Tag: Delroy Lindo

  • Crítica | Destacamento Blood

    Crítica | Destacamento Blood

    Uma nova Hollywood está nascendo. Na ânsia de fazer o seu próprio Apocalypse Now com atores negros, algo que Hollywood passou a aceitar muito recentemente depois dos fenômenos Pantera Negra e Corra!, Spike Lee conseguiu uma oportuna parceria com a Netflix em tempos de Covid-19, e sem precisar distribuir seus filmes nos cinemas para esperar lucro nenhum, e realizou o seu Destacamento Blood sem as expectativas de retorno financeiro que todo grande filme carrega. Algo semelhante fez Martin Scorsese com seu O Irlandês, ou seja, se apoiar numa produtora que precisa de prestígio e grandes nomes já consagrados trabalhando pra ela. O próximo a lançar algo diretamente na maior plataforma de conteúdo do mundo será David Fincher (Clube da Luta) e o seu vindouro Mank, acerca dos bastidores caóticos de Cidadão Kane. Ainda em 2020.

    Livre e com dinheiro (da Netflix) para trabalhar, vivendo o sonho de qualquer artista, o filme de guerra de Spike Lee (Faça a Coisa Certa) é uma assumida alegoria política sobre a natureza da culpa, e como ela pode ser um tumor que nos destrói aos longo dos anos sem dó, até que façamos algo com ela. Reunindo um elenco fantástico cuja raça difere-se do estereótipo branco que nos acostumamos a admirar em filmes e séries bélicos, já que todo soldado negro morre antes do final (o pior foi o pobre Bubba que nunca conseguiu vender seus camarões, em Forrest Gump, morrendo nos braços de Tom Hanks), agora a negritude protagoniza a sua própria missão de resgate, mas diferente de todas as outras: armados até os dentes e calejados pelos traumas do passado, quatro veteranos de guerra avançam nas matas do Vietnã para encontrarem os restos mortais de um velho amigo de combate, a fim de realizar um funeral decente ao corpo perdido e dar paz a esse espírito, morto em 1974 no maior fracasso que os Estados Unidos sofreram em conflito armado desde a Segunda Guerra Mundial.
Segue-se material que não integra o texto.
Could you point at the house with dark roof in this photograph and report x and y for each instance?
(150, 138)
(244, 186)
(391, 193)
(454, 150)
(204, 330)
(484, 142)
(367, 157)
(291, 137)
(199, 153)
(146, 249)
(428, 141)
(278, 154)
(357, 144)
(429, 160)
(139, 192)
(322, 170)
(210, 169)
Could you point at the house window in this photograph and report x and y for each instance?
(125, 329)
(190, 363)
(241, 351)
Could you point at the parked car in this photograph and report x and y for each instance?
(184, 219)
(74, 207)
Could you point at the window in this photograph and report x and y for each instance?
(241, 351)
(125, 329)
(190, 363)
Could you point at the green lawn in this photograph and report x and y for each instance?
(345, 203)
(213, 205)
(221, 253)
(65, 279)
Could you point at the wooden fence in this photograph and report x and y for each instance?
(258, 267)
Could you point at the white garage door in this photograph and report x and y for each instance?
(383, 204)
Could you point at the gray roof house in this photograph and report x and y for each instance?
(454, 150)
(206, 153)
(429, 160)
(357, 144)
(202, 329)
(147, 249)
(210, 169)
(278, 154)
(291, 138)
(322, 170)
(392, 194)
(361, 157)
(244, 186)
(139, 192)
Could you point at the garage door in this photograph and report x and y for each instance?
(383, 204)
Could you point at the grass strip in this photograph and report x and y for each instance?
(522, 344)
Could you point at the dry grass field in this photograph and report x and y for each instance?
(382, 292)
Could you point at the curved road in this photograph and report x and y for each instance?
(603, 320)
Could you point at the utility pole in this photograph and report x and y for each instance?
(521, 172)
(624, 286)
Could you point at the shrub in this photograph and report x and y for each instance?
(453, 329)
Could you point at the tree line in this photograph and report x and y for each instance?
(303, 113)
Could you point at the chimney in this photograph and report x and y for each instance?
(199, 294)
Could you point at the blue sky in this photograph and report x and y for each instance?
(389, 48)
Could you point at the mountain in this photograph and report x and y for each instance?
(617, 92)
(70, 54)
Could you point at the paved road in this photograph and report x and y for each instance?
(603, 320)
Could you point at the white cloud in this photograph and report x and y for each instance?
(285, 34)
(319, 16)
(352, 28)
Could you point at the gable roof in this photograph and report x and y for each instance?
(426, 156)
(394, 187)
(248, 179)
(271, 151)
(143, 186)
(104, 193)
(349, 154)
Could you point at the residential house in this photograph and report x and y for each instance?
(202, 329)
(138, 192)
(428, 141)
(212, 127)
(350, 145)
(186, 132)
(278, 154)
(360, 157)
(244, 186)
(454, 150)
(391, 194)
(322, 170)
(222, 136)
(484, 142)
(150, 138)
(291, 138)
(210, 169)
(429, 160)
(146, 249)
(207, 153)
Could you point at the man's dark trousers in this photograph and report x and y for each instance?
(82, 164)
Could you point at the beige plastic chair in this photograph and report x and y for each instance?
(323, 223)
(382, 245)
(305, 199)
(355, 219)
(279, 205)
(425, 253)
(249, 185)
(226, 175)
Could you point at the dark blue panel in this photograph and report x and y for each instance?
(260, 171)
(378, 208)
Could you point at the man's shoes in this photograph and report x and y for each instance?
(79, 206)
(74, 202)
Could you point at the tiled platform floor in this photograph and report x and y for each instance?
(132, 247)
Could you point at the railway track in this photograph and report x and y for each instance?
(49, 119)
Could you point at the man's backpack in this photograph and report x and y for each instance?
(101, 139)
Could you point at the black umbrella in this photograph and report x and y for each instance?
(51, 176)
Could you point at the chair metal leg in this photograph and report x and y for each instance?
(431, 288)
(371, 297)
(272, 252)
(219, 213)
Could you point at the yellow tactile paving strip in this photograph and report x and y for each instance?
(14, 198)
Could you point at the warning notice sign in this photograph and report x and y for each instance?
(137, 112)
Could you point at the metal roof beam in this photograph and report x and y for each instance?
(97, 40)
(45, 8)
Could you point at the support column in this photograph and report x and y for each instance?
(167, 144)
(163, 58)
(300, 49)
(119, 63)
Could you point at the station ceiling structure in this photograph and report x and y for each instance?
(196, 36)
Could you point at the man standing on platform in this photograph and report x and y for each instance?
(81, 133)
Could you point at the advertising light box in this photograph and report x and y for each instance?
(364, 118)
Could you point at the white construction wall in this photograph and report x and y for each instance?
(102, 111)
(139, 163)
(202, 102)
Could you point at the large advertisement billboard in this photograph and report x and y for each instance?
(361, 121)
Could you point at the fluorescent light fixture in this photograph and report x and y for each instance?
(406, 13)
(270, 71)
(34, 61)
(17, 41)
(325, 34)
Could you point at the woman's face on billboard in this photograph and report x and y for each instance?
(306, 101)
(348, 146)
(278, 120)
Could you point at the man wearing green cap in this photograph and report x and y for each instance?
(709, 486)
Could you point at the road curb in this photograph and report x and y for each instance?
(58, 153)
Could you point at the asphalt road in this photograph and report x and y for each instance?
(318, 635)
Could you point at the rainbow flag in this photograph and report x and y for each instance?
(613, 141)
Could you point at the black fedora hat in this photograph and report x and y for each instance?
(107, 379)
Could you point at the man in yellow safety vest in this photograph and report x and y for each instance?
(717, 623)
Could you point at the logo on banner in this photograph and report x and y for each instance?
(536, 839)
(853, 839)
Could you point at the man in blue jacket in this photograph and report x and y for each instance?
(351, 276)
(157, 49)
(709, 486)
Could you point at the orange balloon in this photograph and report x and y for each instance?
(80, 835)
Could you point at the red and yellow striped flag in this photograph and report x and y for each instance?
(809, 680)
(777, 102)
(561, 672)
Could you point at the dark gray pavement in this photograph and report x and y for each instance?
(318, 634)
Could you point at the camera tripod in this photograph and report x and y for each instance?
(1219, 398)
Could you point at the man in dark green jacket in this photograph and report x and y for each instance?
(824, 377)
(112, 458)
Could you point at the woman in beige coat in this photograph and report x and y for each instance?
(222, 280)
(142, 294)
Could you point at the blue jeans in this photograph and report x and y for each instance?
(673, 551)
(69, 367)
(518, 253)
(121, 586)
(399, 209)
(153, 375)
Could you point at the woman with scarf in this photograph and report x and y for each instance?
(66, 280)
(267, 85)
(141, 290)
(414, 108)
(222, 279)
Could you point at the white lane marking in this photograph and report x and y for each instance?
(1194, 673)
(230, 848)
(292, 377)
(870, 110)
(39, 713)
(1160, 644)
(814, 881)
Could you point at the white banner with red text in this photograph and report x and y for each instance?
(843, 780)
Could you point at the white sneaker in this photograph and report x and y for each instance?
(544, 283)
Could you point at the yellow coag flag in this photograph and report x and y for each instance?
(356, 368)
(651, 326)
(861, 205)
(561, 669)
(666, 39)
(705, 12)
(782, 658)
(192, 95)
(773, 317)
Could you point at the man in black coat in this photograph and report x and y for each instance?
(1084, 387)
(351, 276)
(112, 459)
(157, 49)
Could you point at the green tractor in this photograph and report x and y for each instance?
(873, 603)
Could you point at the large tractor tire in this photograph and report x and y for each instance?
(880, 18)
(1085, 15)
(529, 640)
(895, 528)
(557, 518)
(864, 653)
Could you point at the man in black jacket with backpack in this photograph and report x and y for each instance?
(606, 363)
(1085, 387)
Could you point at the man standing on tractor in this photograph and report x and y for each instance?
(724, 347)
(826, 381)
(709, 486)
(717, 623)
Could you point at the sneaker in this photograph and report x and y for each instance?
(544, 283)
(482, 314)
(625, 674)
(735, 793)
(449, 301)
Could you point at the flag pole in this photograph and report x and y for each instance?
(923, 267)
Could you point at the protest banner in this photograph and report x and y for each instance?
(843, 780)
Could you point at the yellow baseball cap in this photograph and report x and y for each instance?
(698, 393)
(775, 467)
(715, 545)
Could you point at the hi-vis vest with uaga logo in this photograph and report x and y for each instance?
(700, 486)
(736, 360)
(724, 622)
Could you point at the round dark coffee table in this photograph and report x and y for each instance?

    Não, os americanos não gostam de falar nisso – preferem assistir o Dr. Manhattan surgindo no horizonte e vencendo a batalha. Verdade seja dita: muito sangue americano (58 mil brancos e negros) foi derramado naquelas matas, e fazer as pazes com nossos fantasmas nunca é fácil. Paul, Melvin, Otis e Eddie sabiam que a parada ia ser braba, mas quando o presente é um eterno passado, algo precisa ser feito – e o filme já começa com eles no antigo território inimigo, prontos para começarem a caça que, provavelmente, será só de ida devido à idade deles, e os perigos que podem encarar. Destacamento Blood é um filme que evita a insanidade de uma guerra, e a sensação aqui é 100% pós-traumática, como se o pior já tivesse passado e estamos agora andando num cemitério. Para quebrar o gelo, o roteiro de Lee encontra na ação e no absurdo de alguns momentos a adrenalina (a cena do campo minado é ótima) e a sátira (não confie em homens brancos ricos) mais do que necessárias para que o filme não seja uma experiência maçante.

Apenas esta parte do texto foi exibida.